Corey: Oh, absolutely. It's the perfect navel gazing thing. You can see, no matter who you are, you can find a problem you have with something on this.

Dear God, you list SaltStack as a language. I wrote part of that. Like, there, like, you also do some great things. Like, you've included, well, ZSH, CornShell, CSH, Bash. You've just lumped them all together as Shell, which is the only way to do this and stay sane. Because, yeah, crappy Bash was my primary programming language.

Now it's been replaced by BruteForce mixed with Enthusiasm, and that works out.

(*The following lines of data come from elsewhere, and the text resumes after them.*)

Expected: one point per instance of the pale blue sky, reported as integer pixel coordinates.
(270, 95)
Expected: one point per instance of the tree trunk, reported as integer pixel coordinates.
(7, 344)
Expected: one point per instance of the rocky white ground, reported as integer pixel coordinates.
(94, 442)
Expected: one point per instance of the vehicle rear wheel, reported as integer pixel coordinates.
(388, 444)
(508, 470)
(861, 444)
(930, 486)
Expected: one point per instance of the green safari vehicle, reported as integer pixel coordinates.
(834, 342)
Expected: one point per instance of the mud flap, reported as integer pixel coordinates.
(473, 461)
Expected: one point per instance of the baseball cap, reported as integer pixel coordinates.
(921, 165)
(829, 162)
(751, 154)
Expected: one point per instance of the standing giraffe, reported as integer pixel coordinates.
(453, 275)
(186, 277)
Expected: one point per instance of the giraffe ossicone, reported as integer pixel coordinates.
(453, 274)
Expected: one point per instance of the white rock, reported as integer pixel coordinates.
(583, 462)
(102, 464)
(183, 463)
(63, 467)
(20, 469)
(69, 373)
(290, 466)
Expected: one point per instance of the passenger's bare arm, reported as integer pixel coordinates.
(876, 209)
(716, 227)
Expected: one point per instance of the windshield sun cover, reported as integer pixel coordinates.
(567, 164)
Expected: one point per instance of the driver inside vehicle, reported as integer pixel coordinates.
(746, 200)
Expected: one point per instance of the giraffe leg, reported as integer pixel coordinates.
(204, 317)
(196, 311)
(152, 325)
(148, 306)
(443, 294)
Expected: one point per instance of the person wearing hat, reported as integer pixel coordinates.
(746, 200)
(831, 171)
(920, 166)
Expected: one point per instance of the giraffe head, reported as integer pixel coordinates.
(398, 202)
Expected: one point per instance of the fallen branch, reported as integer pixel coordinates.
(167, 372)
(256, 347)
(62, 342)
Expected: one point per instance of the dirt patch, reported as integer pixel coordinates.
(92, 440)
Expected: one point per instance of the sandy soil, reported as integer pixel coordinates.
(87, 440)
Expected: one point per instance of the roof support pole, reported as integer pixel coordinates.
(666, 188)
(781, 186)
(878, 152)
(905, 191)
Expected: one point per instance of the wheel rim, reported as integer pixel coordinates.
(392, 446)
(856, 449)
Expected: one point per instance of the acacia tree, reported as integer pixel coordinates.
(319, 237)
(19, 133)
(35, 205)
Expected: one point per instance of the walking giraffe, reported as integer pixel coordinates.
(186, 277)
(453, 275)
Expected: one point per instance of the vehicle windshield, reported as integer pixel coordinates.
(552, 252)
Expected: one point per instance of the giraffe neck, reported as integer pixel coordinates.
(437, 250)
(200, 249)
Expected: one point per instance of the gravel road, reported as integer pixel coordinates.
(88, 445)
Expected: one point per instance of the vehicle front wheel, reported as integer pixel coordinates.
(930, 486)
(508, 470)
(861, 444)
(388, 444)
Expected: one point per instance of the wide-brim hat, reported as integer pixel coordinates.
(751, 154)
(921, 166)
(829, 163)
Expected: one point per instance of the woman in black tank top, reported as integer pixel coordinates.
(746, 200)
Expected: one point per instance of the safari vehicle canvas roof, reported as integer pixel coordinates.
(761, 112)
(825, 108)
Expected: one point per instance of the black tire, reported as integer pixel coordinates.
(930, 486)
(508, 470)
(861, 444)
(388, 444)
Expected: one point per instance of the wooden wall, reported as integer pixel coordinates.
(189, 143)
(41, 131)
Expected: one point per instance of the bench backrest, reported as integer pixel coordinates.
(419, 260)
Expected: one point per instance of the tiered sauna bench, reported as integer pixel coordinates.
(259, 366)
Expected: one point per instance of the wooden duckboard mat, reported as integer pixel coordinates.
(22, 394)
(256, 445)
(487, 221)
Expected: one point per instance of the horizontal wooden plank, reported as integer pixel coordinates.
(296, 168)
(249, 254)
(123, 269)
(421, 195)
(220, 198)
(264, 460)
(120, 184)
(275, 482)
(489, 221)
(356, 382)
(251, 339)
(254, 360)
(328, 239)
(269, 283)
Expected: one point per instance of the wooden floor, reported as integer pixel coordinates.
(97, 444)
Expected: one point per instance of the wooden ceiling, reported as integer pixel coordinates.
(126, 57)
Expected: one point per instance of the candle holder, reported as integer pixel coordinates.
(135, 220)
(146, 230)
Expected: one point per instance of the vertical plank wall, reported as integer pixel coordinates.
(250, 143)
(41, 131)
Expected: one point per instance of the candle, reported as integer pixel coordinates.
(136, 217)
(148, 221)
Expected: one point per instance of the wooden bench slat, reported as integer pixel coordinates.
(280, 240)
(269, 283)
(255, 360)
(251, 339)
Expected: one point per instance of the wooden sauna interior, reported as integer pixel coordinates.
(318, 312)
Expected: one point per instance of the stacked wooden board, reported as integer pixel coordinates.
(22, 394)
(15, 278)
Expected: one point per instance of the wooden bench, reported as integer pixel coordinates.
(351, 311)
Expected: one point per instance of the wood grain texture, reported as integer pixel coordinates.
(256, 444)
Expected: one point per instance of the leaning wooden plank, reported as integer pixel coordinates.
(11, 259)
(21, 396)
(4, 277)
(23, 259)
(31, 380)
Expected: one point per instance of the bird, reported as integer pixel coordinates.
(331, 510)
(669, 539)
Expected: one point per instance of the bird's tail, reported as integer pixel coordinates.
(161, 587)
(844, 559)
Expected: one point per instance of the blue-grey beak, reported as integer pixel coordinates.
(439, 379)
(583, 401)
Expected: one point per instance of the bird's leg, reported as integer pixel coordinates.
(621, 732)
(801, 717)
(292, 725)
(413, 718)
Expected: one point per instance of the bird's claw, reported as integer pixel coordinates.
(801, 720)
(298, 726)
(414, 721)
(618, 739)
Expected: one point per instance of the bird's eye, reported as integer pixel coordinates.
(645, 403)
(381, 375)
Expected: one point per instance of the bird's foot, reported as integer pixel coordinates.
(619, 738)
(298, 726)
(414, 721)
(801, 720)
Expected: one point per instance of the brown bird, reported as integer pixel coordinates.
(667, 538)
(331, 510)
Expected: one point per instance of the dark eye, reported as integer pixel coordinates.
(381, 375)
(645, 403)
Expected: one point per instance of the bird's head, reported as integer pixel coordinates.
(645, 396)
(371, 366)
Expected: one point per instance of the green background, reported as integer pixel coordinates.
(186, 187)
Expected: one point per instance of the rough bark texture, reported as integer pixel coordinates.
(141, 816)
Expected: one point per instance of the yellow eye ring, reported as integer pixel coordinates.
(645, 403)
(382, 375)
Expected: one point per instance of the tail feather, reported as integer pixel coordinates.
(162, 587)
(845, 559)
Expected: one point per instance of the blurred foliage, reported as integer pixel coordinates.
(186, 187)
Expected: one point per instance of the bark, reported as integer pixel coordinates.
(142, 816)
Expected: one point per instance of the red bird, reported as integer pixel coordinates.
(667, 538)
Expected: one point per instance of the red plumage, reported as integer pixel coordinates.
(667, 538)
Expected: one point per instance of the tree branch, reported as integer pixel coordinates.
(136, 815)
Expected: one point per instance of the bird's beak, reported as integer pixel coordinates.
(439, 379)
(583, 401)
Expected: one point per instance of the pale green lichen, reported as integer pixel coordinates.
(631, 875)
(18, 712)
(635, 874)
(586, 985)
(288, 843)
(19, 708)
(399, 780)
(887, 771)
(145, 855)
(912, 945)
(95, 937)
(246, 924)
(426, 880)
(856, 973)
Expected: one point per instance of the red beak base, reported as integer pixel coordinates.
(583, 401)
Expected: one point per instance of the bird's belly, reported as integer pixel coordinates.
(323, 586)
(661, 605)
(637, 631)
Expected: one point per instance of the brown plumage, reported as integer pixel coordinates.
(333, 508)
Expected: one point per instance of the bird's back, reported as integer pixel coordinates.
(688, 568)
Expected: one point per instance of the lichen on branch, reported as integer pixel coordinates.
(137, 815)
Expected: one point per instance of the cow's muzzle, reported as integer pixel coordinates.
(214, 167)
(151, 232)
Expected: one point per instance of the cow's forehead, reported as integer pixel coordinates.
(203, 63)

Rachel: So a lot of what we let, we let, so GitHub has the linguist project and they tag all of their things so wherever we can we let the language data groupings come from GitHub itself rather than us trying to make those editorial decisions.

They're somewhere we've had to, but for the most part we, we try, we try to just take the data as it's reported and show what, show what it says, but every once in a while we have to, but for the most part the things that are in there are the things that come out of GitHub Archive.

Corey: I love things like this because it is right in the sweet spot of things I find interesting to kibitz about, but also I do not have a variety of, I don't know if it's a combination of skill set or personality attributes.

I am never going to sit down and do the data crunching to come up with something like this. There are people who are very good at this. I'm talking to one right now. But, and for whatever reason, with me, I find the, I don't, I don't work that way. It's It's one of those things where every time I try, I sit and I get stuck and I get frustrated and I spin my wheels and it's sad, so it's, you know, it turns out that you can, you can hire people who are good at these things, or even better when you would folks do things like this, I don't have to, because it exists in the world now and we can talk about it, so I'm glad it exists, and I will never in a million years do something like this.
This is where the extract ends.